特に写実主義が好きな俺からすると中々反論が難しい問題だ。だが、ケイのこういう感覚は聞いているとかなり面白い。俺とは全く感覚が違う。


「…そういや、それなら何でついてきたんだ?」


『今更それを聞きますか?「人の事を知ってほしい」と言ったのはあなたでしょう?』


「別につまらないなら無理して付き合わなくてもいいんだぞ?」


『つまらなくはありませんよ。理解できないことは理解できないことで楽しいものです』


「アリスが寝取られた時も?」


『また殴られたいみたいですね?』


「すいませんでした」


『全く…「ケイ、そういう時は【覚悟してください 拳を打ち込みますッ】って言うと良いですよ」…やっぱり殴って良いですか?』


「今のは俺悪くないだろ。アリスが知識をスポンジみたいに吸収するのが悪い」


ケイがジト目で俺を見つめてくる。アリスに素質があっただけって、それ一番言われてるから。


──────────────────────


それから3時間ぐらいかけ、展覧会も最後の方までやってきた。じっくり見てるとどうしても時間がかかる。


「うん、好みの絵が多い展覧会だった。来てよかった」


『良かったですね。私としては次は現代アート、前衛美術系の展覧会を見たいですね』


「ケイって現代アート好きだよな。ちょっと羨ましいぞ」


『先ほども言いましたが、写実画なら写真で良いと思えてしまうので。それに比べ、キュビズム以降の前衛芸術は作者の哲学や人生が表れます。私からするとそちらの方が興味深く思えます』


「人を知る、という意味でも良い機会か。ああいう人種はちょっと例外な気もするが」


それにしても…


「随分と熱心に色々学ぼうとしてるな。勤勉なタイプだとは思っていたが、ここまでとは思わなかった」


『…』


ケイが、少し微妙な表情をする。


『別に、それほど勤勉なわけではありませんよ。
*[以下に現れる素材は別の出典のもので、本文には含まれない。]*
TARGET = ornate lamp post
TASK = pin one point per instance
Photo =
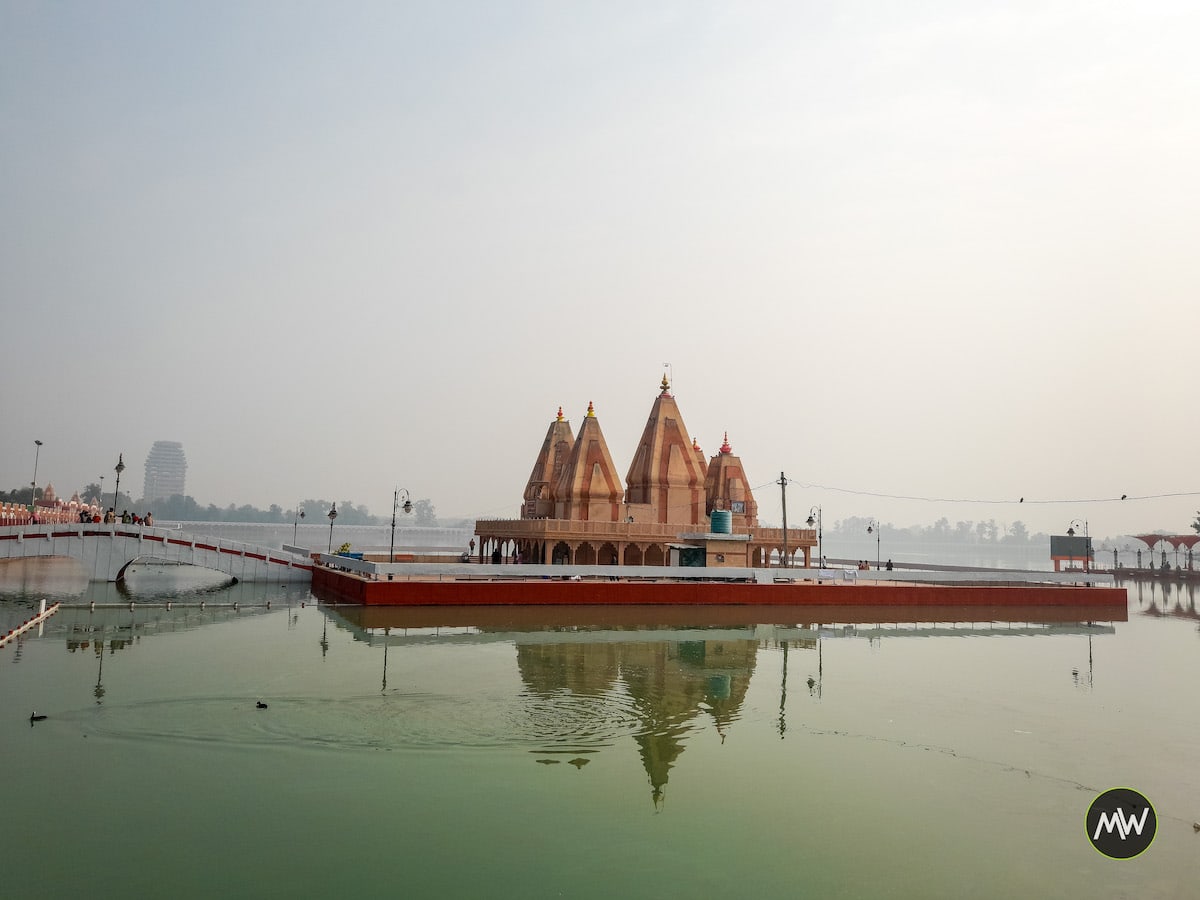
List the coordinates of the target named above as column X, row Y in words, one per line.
column 879, row 533
column 817, row 523
column 407, row 507
column 119, row 468
column 33, row 496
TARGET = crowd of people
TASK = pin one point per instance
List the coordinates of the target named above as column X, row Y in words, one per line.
column 111, row 517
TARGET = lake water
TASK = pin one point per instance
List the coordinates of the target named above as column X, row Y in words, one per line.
column 581, row 753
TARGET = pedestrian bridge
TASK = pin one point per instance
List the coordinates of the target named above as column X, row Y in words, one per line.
column 106, row 551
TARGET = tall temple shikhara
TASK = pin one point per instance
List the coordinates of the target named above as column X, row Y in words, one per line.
column 676, row 507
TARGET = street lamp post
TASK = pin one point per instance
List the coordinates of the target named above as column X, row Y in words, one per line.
column 295, row 523
column 119, row 468
column 1087, row 541
column 817, row 522
column 408, row 508
column 33, row 496
column 783, row 492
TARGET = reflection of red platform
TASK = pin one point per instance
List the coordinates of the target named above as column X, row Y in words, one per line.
column 336, row 586
column 539, row 618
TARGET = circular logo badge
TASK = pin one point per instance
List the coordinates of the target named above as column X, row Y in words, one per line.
column 1121, row 823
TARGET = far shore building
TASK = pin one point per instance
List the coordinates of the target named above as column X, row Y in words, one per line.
column 166, row 472
column 676, row 508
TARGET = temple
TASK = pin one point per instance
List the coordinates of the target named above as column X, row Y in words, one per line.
column 676, row 508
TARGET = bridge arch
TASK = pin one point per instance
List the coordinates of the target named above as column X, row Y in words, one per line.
column 107, row 551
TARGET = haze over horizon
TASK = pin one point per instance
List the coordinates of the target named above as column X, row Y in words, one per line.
column 925, row 259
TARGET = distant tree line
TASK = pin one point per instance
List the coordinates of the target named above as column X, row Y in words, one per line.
column 180, row 508
column 941, row 532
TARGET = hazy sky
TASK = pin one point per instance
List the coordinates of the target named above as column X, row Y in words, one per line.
column 940, row 251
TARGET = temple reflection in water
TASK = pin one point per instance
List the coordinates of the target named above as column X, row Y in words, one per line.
column 599, row 673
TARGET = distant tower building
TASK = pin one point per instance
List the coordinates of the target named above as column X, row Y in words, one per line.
column 166, row 471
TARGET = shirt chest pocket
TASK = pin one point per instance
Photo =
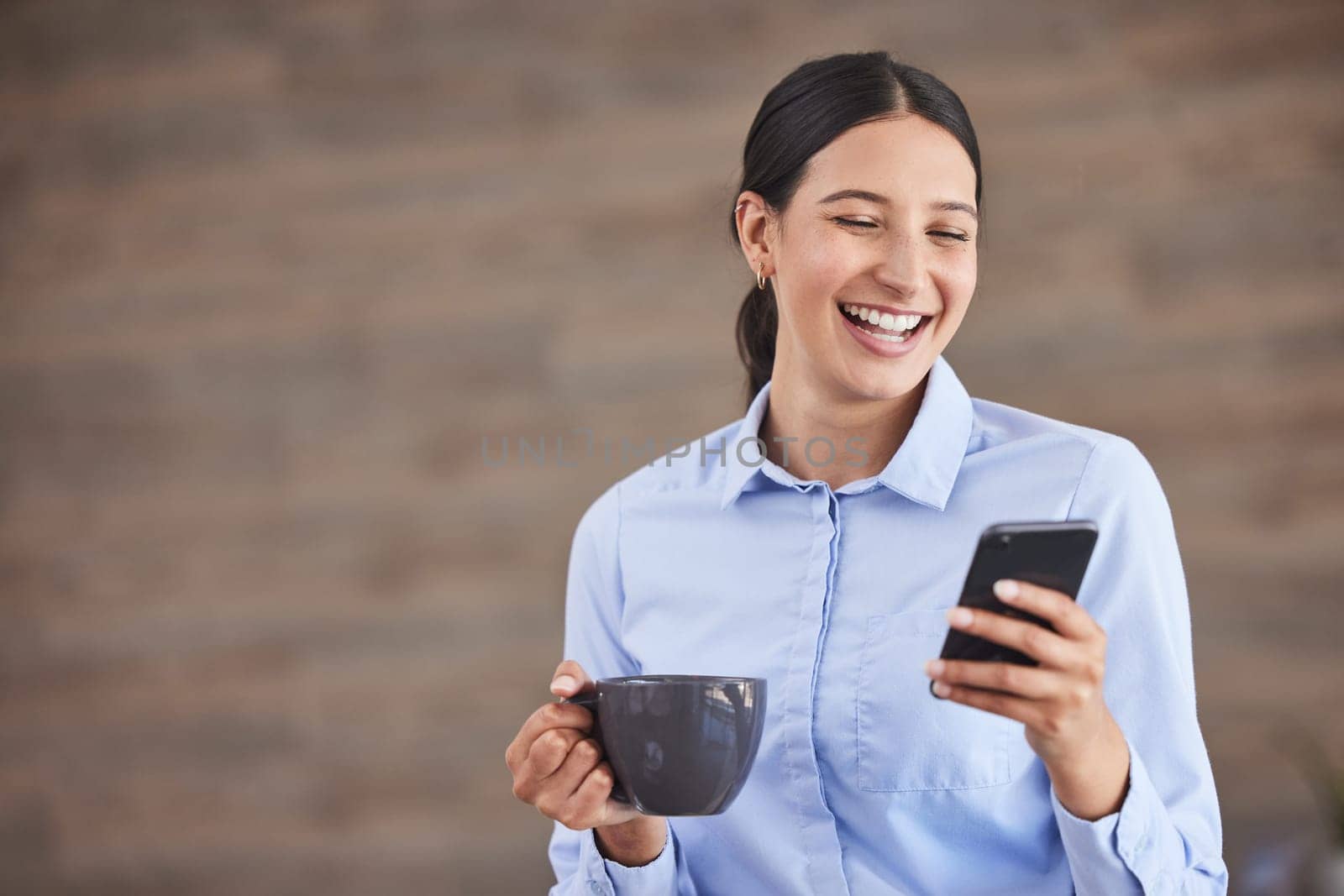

王女の願いだから、こうしているだけです』


「アリスの?」


『…私は、あの事件の後、王女と話し合った時に王女に「なりたい自分になって良い」と言われました』


「あ〜、何かそんなこと言ってたな」


『王女は、別に私が何者かになることを強制しているわけではありません。しかし、同時に私が鍵、従者以外の何かになりたい、と思えるようになることを望んでいます。王女がアリスに、そして勇者になる事を望み、使命から解き放たれたように』


「…」


『しかし、私は王女を支え、世界を滅ぼすために作られた存在。それ以外に、なりたい存在などありません』


「うん」


『だから、知らなければならないのです。私は何がしたいと思えるのか、何になりたいと思えるのか。そのために…』


「色々見て回ってるってことか。またバカ真面目な」


アリスの言葉や願いをだいぶ重く受け止めているようだ。まあケイにとっては主の言葉なのだから当然か。ついでに言えば、俺がケイを「王女の従者としての使命だけでも果たさないか」という方向で説得した結果なのか、未だにケイはアリスの事をアリスではなく王女と呼ぶぐらいにはアリスに対して親愛とは別に忠誠心を持っている。こうなるのも仕方ないっちゃ仕方ないが…。


『…あなたは』


「?」


『あなたは、私は何になれると思いますか?』


「…俺は、ケイのなりたいものを決めることはできんぞ?」


『あくまで何になれると思うかというだけで、参考です。選択肢は多い方が良いですから』


「…そうだなぁ…ゲーム開発部のマネージャー?」


『真面目に答えてください。既に似たようなものでしょう』


「でも実際楽しいだろ?」


『居心地が悪くないことは認めますが…なりたい存在かと言われると…』


まあ半分冗談だ。ケイのなれるものか…


「じゃあ、軍人とか良いんじゃないか?」


『…勧誘ですか?』


「違う違う。純粋に適性があると思っただけだ」


今はまだ勧誘する気はない。


「真面目、そして使命、言いかえれば責務に忠実。王女をはじめ誰かを守りたいという意識もある。アトラ・ハシース運用のためにある程度の戦術、戦略、作戦術に関する知識も備わっている。軍人適正はかなり高いと思うぞ?」


結構本気で向いてると思う。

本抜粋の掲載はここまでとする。